Here is how we make sure brands run safely with us:
- Full transparency: When you run a campaign with Taboola, you have access to full transparency. We show you each and every site on which your content is shown. For whatever it’s worth, our transparency goes both ways—publishers also gain transparency as they see every advertiser that has ever been recommended on their site.
- TAG: We’re in the process of certification with The Trustworthy Accountability Group (TAG) to eliminate fraudulent traffic, combat malware, fight ad-supported Internet piracy to promote brand integrity, and to promote brand safety through greater transparency.
- Strong publisher partnerships: Our direct relationships with top publishers create a consistent and safe environment for brands—they know exactly who we work with.
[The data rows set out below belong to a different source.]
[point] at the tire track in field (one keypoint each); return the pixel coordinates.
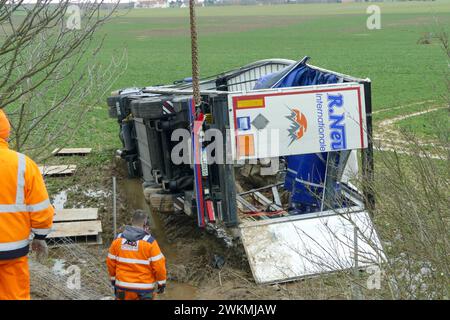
(388, 138)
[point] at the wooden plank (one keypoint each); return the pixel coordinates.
(60, 170)
(64, 215)
(75, 229)
(71, 151)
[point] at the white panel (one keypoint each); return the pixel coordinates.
(301, 246)
(300, 120)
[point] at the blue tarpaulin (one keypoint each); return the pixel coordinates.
(305, 173)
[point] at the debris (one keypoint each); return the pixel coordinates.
(218, 261)
(60, 170)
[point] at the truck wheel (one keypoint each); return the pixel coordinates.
(147, 109)
(149, 191)
(111, 101)
(113, 112)
(162, 202)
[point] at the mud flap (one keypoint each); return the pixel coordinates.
(295, 247)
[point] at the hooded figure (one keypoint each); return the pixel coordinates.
(135, 263)
(25, 212)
This offers reassurance to leading programmatic companies, such as The Trade Desk and Criteo whose clients are not only appearing in safe environments on premium publishers sites, adjacent to high-quality content, but they also enjoy the efficiency of programmatic buying.
- Direct control over campaign placement: If there happens to be a certain publication, category or topic you don’t want to run content alongside, we have whitelist and blacklist options, as well keyword targeting for brands seeking to appear, or run campaigns on certain sites and topics they aspire to be associated with.
- Negative keyword targeting: Essentially, this is the opposite of the previous option. Brands are able to take advantage of our ability to support negative keyword targeting. These prevent campaigns from being surfaced on a page that includes a certain topic that the brand doesn’t want to be associated with.
- Third-party verification: Taboola allows advertisers to use their existing relationships with MOAT, Integral Ad Science, and DoubleVerify in order to run brand-safety reports for their Taboola campaigns.
This is not the end of our brand safety mission—we’re hard at work innovating for the better, and we’re fortunate to work with some of the most incredible publishers and brands out there, who are willing to share their thoughts on this topic, and together allow us to strategize on ways we can be most helpful in protecting and serving them as premium brands.
These are tricky times, as everybody—rightfully so—is asking themselves, “Who can I scale with, safely?”
This is an incredible opportunity for us to both drive safety for top brands’ campaigns as an alternative to social and search budgets, and support top-notch journalism and storytelling that we all love and want to remain strong and independent in the future.
I hope this is helpful. We care, and are open to any suggestions you have for us.